Microphone settings look good but no one can hear me on Slack call

@nikgnomic, it has taken me a few days…but, first, I want you to know that I have really appreciated your willingness to help. You’ve been great and nothing about my thinking at this point re: Linux suggests any lack of support here.

Since your last post, however, I have even tried Ubuntu (for perhaps the max # of proprietary drivers and such) and Debian (via MX Linux, which has a reputation of being “hardware friendly”) and have messed around with the alsamixer settings and roped 4 coworkers into being on the receiving end of Slack video calls (when they all had other things to do)…and between the 3 distros, nothing is working to produce anything out of my internal mike (on the receiving end) other than hiss. Meanwhile, when it came time to have Microsoft Teams and GoToMeeting sessions this week with clients, I simply booted the same device into Windows 10 and participated without any difficulty.

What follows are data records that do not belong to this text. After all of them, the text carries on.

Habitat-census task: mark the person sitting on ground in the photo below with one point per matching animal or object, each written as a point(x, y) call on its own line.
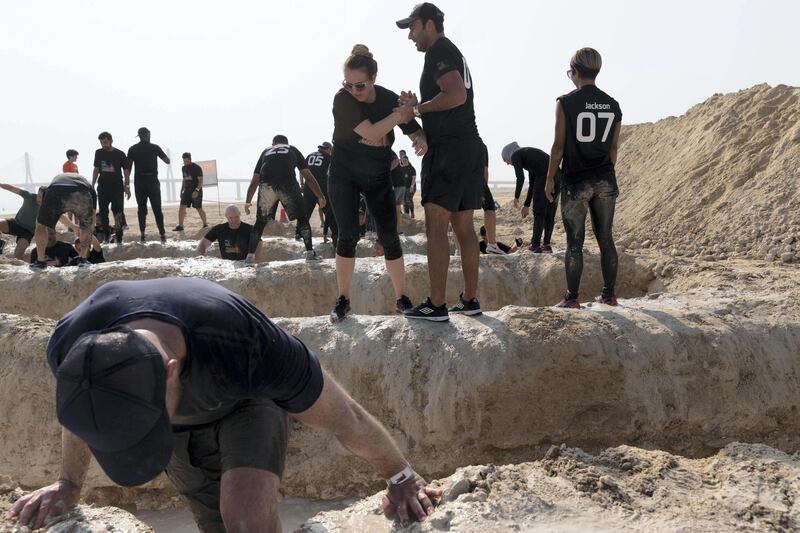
point(502, 247)
point(184, 376)
point(67, 193)
point(233, 236)
point(56, 253)
point(70, 164)
point(23, 225)
point(191, 191)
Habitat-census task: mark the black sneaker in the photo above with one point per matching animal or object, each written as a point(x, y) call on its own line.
point(340, 310)
point(37, 266)
point(427, 311)
point(469, 308)
point(403, 304)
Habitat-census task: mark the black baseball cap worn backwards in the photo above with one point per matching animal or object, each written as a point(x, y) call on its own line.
point(111, 393)
point(425, 10)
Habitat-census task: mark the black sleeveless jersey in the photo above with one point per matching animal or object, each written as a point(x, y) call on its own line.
point(591, 117)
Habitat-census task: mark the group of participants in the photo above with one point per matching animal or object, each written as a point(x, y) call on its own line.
point(185, 377)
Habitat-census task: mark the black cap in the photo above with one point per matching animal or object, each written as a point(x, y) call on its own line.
point(111, 393)
point(426, 11)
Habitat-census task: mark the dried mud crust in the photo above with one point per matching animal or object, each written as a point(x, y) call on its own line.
point(744, 487)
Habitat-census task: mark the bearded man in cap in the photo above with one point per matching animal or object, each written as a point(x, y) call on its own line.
point(183, 375)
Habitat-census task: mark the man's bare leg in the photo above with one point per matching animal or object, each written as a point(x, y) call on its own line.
point(437, 218)
point(249, 501)
point(465, 234)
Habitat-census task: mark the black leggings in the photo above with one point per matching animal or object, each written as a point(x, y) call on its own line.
point(544, 218)
point(599, 198)
point(148, 188)
point(344, 189)
point(111, 193)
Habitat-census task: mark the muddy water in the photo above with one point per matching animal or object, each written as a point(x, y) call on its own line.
point(293, 512)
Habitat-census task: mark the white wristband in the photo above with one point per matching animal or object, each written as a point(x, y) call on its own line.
point(402, 476)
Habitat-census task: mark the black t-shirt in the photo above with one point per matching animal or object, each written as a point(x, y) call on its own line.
point(145, 156)
point(456, 123)
point(63, 251)
point(504, 247)
point(233, 351)
point(409, 175)
point(591, 116)
point(191, 174)
point(110, 164)
point(348, 150)
point(533, 160)
point(233, 243)
point(276, 164)
point(318, 163)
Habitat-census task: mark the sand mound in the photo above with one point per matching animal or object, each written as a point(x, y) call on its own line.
point(688, 374)
point(298, 288)
point(744, 487)
point(721, 180)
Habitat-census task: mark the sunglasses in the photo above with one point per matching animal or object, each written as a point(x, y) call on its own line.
point(360, 86)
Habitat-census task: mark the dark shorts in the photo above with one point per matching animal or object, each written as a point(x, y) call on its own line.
point(288, 194)
point(21, 233)
point(254, 435)
point(488, 199)
point(452, 175)
point(60, 199)
point(188, 201)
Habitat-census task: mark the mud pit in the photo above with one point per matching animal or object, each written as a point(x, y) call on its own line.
point(298, 288)
point(666, 373)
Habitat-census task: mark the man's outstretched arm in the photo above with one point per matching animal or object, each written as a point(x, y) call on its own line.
point(56, 499)
point(337, 413)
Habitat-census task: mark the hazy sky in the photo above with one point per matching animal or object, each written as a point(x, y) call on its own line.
point(219, 79)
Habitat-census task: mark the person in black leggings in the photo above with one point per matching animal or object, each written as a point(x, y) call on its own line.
point(363, 135)
point(587, 135)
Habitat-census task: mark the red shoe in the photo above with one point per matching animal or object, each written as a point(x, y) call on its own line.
point(568, 303)
point(612, 300)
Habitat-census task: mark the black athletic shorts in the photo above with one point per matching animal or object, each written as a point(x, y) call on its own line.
point(254, 435)
point(59, 199)
point(188, 201)
point(21, 233)
point(288, 194)
point(452, 175)
point(488, 199)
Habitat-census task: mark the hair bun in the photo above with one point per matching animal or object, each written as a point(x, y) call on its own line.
point(361, 50)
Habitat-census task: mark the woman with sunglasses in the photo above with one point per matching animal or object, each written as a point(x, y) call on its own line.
point(365, 115)
point(587, 135)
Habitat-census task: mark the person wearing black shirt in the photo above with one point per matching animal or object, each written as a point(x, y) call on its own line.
point(23, 225)
point(588, 122)
point(191, 191)
point(56, 253)
point(67, 193)
point(274, 178)
point(184, 376)
point(233, 236)
point(364, 120)
point(318, 163)
point(107, 177)
point(145, 155)
point(536, 162)
point(452, 170)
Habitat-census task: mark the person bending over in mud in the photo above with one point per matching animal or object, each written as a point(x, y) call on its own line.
point(183, 375)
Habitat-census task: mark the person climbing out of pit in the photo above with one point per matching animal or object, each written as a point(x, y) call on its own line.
point(588, 123)
point(183, 375)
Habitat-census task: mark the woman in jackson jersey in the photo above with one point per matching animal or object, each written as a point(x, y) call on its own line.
point(587, 134)
point(364, 118)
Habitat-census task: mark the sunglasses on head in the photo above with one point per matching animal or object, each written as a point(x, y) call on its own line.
point(360, 86)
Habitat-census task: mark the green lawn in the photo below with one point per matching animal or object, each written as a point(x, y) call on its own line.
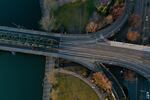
point(72, 88)
point(74, 16)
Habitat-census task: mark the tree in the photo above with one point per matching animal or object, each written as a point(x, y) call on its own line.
point(102, 81)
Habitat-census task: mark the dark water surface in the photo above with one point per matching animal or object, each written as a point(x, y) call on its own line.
point(21, 12)
point(21, 75)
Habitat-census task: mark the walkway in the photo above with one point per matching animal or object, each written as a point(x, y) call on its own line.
point(50, 63)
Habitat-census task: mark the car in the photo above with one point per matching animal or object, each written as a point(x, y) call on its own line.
point(147, 4)
point(146, 18)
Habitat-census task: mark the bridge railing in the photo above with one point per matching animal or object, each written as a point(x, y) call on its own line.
point(27, 40)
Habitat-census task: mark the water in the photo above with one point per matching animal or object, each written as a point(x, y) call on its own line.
point(21, 12)
point(21, 75)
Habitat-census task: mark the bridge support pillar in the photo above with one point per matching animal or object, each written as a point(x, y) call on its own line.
point(49, 66)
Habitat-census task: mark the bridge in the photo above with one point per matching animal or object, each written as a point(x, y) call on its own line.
point(75, 47)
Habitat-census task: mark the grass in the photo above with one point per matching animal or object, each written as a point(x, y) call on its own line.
point(74, 16)
point(72, 88)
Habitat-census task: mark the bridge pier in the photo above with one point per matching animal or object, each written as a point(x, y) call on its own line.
point(49, 65)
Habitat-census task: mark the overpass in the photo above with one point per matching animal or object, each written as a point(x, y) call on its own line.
point(77, 47)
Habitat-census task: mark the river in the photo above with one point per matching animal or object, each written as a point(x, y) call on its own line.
point(21, 75)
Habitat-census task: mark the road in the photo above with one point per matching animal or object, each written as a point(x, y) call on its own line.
point(146, 22)
point(128, 58)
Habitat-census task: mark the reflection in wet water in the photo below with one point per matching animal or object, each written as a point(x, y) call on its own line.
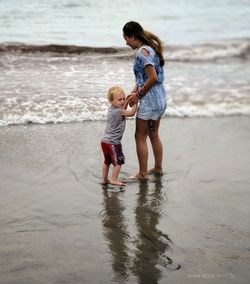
point(114, 227)
point(143, 255)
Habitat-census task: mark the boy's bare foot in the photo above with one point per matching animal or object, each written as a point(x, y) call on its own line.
point(156, 171)
point(116, 182)
point(139, 177)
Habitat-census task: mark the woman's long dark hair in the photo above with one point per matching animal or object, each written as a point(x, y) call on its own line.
point(135, 29)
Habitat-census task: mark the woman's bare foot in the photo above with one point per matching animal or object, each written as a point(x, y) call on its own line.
point(156, 171)
point(103, 182)
point(139, 177)
point(116, 182)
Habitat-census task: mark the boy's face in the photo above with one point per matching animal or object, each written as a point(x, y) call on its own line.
point(118, 100)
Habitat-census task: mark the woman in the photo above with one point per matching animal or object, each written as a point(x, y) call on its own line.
point(150, 92)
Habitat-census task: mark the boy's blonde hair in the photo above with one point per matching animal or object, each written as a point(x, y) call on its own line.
point(113, 90)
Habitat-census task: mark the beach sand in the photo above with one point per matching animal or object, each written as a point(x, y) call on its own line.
point(59, 225)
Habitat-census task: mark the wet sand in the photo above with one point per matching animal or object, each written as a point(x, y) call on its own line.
point(59, 225)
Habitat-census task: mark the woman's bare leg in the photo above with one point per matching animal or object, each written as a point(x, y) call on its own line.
point(141, 133)
point(115, 174)
point(105, 171)
point(157, 147)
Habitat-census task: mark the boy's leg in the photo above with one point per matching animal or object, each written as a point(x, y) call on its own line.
point(115, 174)
point(105, 172)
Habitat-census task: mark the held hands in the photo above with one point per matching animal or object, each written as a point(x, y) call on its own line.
point(132, 99)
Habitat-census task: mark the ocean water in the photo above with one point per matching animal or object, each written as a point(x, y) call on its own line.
point(58, 58)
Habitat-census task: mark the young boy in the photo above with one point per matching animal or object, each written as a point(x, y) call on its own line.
point(111, 140)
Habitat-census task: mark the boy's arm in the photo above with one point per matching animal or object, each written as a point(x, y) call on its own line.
point(127, 101)
point(129, 113)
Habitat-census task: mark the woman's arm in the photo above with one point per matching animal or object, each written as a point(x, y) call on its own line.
point(151, 80)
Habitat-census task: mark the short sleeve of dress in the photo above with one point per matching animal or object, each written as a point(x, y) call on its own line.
point(146, 59)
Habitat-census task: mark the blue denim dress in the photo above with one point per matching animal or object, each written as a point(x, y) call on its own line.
point(153, 104)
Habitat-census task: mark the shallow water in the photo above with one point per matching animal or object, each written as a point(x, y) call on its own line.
point(59, 225)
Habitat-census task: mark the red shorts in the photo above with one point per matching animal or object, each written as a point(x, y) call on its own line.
point(112, 154)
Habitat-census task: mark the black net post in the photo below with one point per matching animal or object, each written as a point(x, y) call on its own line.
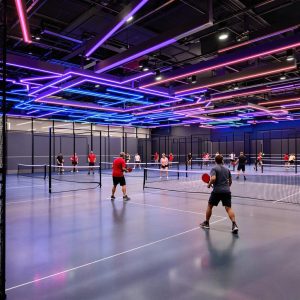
point(3, 147)
point(146, 150)
point(192, 151)
point(144, 179)
point(100, 155)
point(296, 154)
point(50, 159)
point(32, 145)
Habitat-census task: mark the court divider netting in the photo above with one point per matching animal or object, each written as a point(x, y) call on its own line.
point(277, 188)
point(36, 171)
point(137, 168)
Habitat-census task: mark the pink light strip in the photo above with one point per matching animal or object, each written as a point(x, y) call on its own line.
point(50, 84)
point(279, 101)
point(23, 21)
point(217, 66)
point(258, 39)
point(39, 78)
point(238, 79)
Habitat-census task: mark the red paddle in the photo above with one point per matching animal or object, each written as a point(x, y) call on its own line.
point(205, 178)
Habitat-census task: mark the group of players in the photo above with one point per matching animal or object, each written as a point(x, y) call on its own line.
point(75, 161)
point(220, 180)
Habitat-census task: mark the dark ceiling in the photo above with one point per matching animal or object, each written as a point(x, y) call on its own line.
point(252, 76)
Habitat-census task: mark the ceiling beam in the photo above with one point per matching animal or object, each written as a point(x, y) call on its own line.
point(170, 37)
point(230, 59)
point(109, 30)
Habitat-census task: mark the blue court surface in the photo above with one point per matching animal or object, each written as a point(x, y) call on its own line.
point(81, 245)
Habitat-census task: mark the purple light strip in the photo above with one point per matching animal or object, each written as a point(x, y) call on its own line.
point(291, 105)
point(137, 77)
point(114, 29)
point(50, 84)
point(192, 92)
point(78, 104)
point(39, 78)
point(259, 38)
point(32, 112)
point(155, 91)
point(137, 55)
point(84, 75)
point(51, 113)
point(31, 68)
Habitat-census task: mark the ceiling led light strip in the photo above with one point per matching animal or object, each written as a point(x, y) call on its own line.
point(227, 63)
point(179, 93)
point(21, 9)
point(116, 28)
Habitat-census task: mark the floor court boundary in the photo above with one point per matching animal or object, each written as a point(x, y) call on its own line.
point(167, 208)
point(111, 256)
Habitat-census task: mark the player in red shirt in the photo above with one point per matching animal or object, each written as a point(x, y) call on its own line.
point(171, 158)
point(119, 167)
point(91, 159)
point(74, 161)
point(156, 157)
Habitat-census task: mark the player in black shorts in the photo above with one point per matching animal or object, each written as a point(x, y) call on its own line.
point(220, 179)
point(60, 163)
point(241, 161)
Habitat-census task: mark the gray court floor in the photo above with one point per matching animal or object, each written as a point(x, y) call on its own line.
point(80, 245)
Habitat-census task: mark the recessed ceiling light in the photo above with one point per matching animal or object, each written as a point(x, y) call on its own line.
point(158, 75)
point(290, 58)
point(129, 19)
point(223, 36)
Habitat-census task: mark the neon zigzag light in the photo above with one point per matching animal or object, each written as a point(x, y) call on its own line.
point(23, 21)
point(114, 29)
point(239, 79)
point(220, 65)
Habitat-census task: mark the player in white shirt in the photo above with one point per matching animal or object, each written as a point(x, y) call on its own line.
point(164, 165)
point(137, 161)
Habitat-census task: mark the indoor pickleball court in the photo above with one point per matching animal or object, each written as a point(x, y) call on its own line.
point(124, 124)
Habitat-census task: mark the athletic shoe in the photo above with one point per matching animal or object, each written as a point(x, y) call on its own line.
point(205, 225)
point(235, 229)
point(126, 198)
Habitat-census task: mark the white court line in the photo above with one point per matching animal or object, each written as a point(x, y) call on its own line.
point(24, 186)
point(109, 257)
point(167, 208)
point(286, 197)
point(41, 199)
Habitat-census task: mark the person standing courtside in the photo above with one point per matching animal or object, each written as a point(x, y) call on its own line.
point(220, 179)
point(241, 162)
point(137, 161)
point(91, 159)
point(60, 163)
point(119, 167)
point(74, 161)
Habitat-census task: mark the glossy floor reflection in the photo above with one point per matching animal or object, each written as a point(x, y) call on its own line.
point(80, 245)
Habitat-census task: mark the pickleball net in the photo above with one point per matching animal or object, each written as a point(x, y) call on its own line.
point(277, 188)
point(137, 168)
point(73, 178)
point(34, 171)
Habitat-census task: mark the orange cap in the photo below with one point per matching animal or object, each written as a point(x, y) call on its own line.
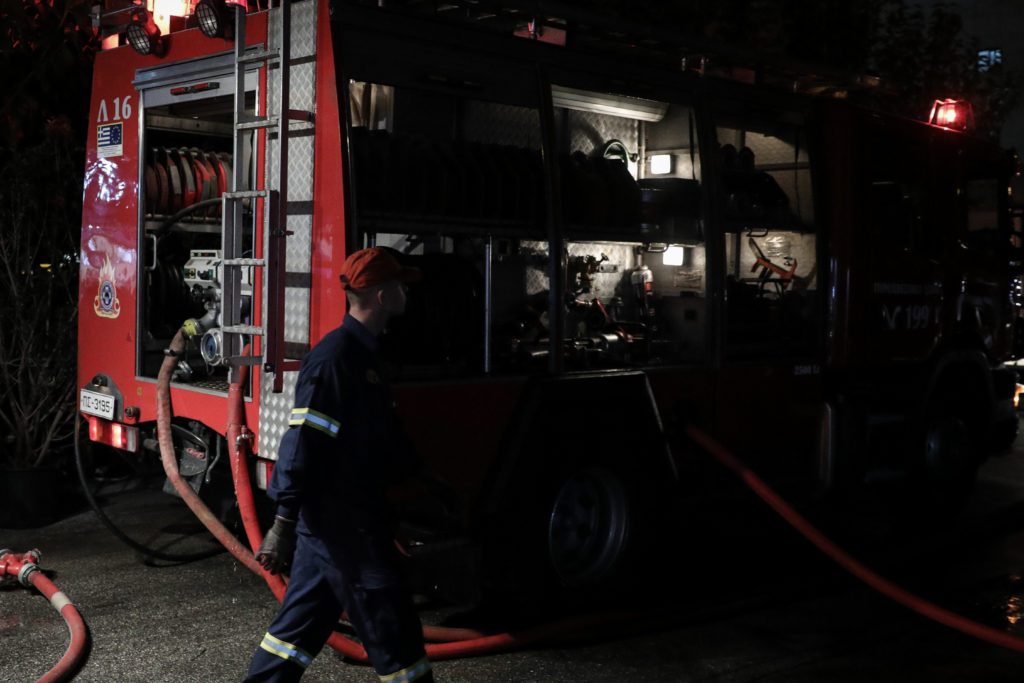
point(376, 265)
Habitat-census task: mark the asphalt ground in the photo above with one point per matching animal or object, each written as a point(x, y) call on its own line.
point(751, 602)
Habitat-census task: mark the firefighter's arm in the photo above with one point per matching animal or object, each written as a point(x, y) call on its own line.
point(312, 432)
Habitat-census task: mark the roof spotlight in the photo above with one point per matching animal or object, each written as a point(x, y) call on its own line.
point(215, 19)
point(143, 35)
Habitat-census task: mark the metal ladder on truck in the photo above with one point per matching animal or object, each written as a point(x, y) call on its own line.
point(276, 209)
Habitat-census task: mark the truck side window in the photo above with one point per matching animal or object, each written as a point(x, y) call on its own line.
point(632, 208)
point(767, 205)
point(892, 206)
point(455, 185)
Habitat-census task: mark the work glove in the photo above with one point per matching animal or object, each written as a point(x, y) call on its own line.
point(275, 552)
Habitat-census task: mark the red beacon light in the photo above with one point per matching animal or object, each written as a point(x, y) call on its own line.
point(954, 114)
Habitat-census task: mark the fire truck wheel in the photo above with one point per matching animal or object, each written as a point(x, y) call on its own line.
point(950, 460)
point(582, 532)
point(589, 527)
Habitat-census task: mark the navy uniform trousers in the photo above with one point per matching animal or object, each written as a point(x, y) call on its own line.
point(361, 578)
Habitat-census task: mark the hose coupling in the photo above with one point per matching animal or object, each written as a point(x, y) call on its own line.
point(246, 437)
point(27, 569)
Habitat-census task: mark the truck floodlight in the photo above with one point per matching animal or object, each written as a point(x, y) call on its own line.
point(214, 17)
point(660, 164)
point(143, 35)
point(674, 255)
point(954, 114)
point(649, 111)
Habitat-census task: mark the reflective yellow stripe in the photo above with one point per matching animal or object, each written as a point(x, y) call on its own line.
point(408, 674)
point(286, 650)
point(314, 419)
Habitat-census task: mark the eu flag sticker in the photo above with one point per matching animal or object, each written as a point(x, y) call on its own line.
point(109, 140)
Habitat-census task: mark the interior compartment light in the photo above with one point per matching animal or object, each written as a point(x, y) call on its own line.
point(674, 255)
point(143, 35)
point(621, 105)
point(214, 18)
point(955, 114)
point(660, 164)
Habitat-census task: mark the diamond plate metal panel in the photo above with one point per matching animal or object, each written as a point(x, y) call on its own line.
point(592, 130)
point(606, 285)
point(296, 308)
point(502, 124)
point(273, 413)
point(275, 408)
point(300, 169)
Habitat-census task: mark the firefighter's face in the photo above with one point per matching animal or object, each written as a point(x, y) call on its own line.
point(392, 298)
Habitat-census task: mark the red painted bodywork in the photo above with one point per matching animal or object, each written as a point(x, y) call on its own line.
point(769, 411)
point(110, 228)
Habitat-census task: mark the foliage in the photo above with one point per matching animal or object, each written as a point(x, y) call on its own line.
point(46, 50)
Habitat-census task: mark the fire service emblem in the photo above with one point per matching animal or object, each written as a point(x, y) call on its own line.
point(105, 304)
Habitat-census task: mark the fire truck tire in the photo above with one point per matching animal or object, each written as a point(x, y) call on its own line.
point(589, 525)
point(951, 453)
point(583, 531)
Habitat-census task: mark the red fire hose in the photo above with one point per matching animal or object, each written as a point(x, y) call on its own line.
point(26, 568)
point(847, 561)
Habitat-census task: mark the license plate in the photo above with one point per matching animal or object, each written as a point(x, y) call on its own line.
point(99, 404)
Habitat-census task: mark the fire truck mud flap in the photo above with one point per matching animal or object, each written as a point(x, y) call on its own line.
point(576, 503)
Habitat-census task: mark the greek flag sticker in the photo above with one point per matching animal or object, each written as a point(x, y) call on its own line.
point(109, 140)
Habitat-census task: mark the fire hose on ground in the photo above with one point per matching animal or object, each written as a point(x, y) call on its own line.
point(448, 643)
point(26, 568)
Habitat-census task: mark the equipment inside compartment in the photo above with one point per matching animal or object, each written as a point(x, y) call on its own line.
point(187, 164)
point(457, 186)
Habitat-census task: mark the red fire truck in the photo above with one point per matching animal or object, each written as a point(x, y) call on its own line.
point(616, 237)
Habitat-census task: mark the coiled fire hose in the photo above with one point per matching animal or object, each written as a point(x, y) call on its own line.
point(847, 561)
point(26, 568)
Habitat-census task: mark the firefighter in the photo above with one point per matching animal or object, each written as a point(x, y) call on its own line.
point(341, 450)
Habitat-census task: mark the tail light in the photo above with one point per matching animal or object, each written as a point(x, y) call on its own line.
point(955, 114)
point(114, 433)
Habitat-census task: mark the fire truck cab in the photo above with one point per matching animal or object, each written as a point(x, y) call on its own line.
point(613, 246)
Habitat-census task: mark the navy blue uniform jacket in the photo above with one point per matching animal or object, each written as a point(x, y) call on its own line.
point(344, 443)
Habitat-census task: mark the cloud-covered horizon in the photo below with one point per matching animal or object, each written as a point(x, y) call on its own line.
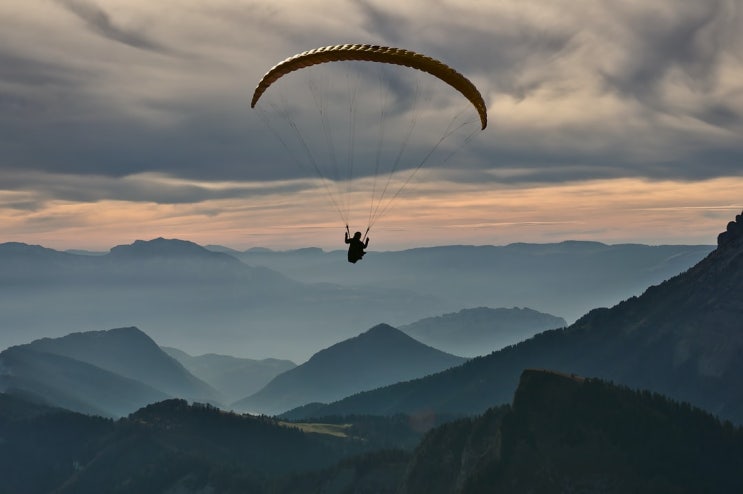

So, at this point, I’m done with it. I spent more than a year with Linux when my only business needs for the OS was email and the most MS Office-compatible software I could find. But with COVID-19 as the driver behind so much business communication moving to Zoom, Slack, GoToMeeting, etc, it has really put a bright light on an area where Linux still stumbles in providing a seamless migration from Windows. Connecting your laptop’s internal mic to the OS still seems pretty fundamental to me and to find stuff not installed by default (and not announced as such), and all kinds of reports to pull and files to create and lines of text to edit to try to make it happen…that’s just craziness. For something of a hobbyist, maybe not. But for a casual user, very much so.